While there has been a lot of concerns raised because of the lack of women in the STEM field, the University of Connecticut has created a very effective initiative that has doubled the female STEM graduates of the university. What exactly did they do that other higher education institutions can learn from?

According to Daniel Burkey, associate dean for undergraduate education and diversity of the engineering department, they have created a suite of programs that reaches out to girls from different age ranges in the K-12 space.

He added that these programs present engineers as positive role models to the underrepresented population across different levels. They show these kids what engineers do and the impact they make in the society and the environment. Most of all, they show these kids that engineers are also ordinary, normal people like them.

One of these programs is called Engineering Ambassadors, where University of Connecticut's engineering students volunteer and visit primary and middle schools around the state. Most of these volunteers are female engineering students.

The UConn engineering department also holds a Multiply Your Options conference for eighth-graders twice a year. The conference is hosted by female engineering undergraduates and graduates of the university. The eighth graders play games with the volunteers as well as peer mentoring which made them realize engineering is not as scary as they thought it to be because someone not that older than them is doing it.
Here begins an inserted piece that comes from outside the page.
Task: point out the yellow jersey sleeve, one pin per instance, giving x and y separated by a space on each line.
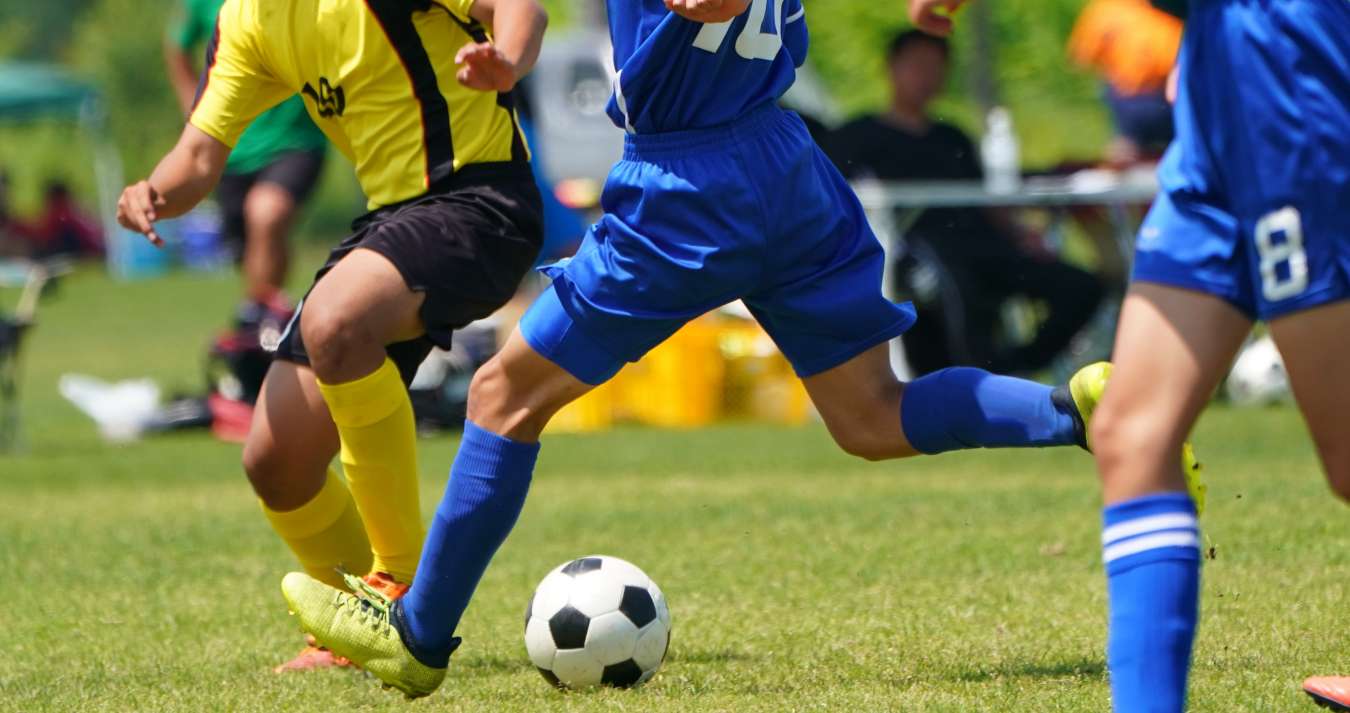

Another program, Women in Engineering Day, is aimed at high school students where they are given a chance to spend one day with former female engineering students and faculty. From the 120 high school girls that took part in the program, the University of Connecticut said that 30 enrolled in the university's school of engineering.

Furthermore, the University of Connecticut's engineering program has seen a 50 percent growth in the enrollment of female students from 2009 to 2015. In 2009, there were only 322 girls who majored in engineering but in 2015, the number is 688, which makes up 28 percent of the graduating students of the 2020 Class.